Although the underlying biological effect of smoking in the development of RA is still unclear [16], there are several plausible explanations. For example, studies have suggested that cigarette smoking can increase oxidative stress in the body through its content of oxidant gasses (e.g., free radicals) and other toxic substances (e.g., nicotine), which may increase the risk of RA through impaired antioxidant systems, platelet activation and inflammation [17]. In addition, chronic smoking can adversely affect the innate and adaptive immune responses and trigger various morphological, physiological, biochemical, and enzymatic changes that lead to impaired antibacterial defenses, cellular regulatory activity, and inflammatory responses, which may contribute to the development of RA [17]. Furthermore, it has been hypothesized that smoking could interact with HLA-DR shared epitope genes and trigger HLA-DR-restricted immune reactions to autoantigens modified by citrullination [18]. Though these explanations are biologically plausible, further studies are warranted to elucidate the underlying mechanisms of smoking in the development of RA.

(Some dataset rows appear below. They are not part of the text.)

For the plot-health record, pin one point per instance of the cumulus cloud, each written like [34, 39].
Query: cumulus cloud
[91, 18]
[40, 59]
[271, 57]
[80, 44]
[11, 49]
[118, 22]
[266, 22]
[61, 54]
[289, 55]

The major strength of this study is that the MR design allows us to investigate the causal nature of the association between smoking and RA. One limitation is that we were unable to stratify the analysis by sex and smoking status, and therefore could not assess gender discrepancies and potential nonlinear associations between smoking and risk of RA. Another limitation is that our analyses were restricted to participants of European ancestry; therefore, our results may not necessarily apply to populations of other ethnicities. However, this fact also reduces the potential bias caused by population stratification.

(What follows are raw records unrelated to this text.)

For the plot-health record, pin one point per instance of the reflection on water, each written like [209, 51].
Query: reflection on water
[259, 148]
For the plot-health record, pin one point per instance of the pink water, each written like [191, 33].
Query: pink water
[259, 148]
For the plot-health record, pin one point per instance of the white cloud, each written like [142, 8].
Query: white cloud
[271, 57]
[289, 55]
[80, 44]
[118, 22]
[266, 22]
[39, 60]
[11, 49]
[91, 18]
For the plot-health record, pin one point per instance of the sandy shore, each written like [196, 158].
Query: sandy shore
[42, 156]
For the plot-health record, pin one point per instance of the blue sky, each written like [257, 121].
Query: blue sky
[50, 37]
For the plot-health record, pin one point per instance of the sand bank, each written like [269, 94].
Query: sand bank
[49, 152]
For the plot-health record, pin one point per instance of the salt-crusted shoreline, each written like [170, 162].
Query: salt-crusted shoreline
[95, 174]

The validity of the MR approach relies on the following three key assumptions. First, the genetic variants selected as IVs should be strongly associated with the risk factor of interest; second, the genetic variants used as IVs should not be associated with any confounders; and third, the IVs should affect the risk of the outcome merely through the risk factor, not via any alternative pathways [19]. In the current study, we only used SNPs that are strongly associated with smoking initiation and lifetime smoking at genome-wide significance threshold. The F-statistics for smoking initiation and lifetime smoking was 79 and 13, respectively, which reduced the chance of weak instrument bias and the possible violation of the first assumption. As genotype is presumed to be randomly assorted at conception, covariates are anticipated to be randomly distributed with respect to genotype. However, it is possible that some SNPs used as IVs are associated with smoking as well as other traits if smoking is causally associated with these secondary phenotypes. It is also possible that some SNPs are associated with multiple pathways, including those not involving smoking. In the current study, we performed the MR-Egger regression and MR-PRESSO tests, which did not indicate the presence of directional pleiotropy. Sensitivity analyses using alternative MR methods including weighted-median and multivariable MR analyses also demonstrated a consistent association. In addition, we manually scanned each of the SNPs used as IVs for potential secondary phenotypes in the GWAS Catalog; MR analyses excluding these SNPs produced similar results.

Conclusion

In summary, using the MR approach, we have found that genetic predisposition to smoking is associated with risk of RA, suggesting that there is a causal relationship between smoking and the development of RA.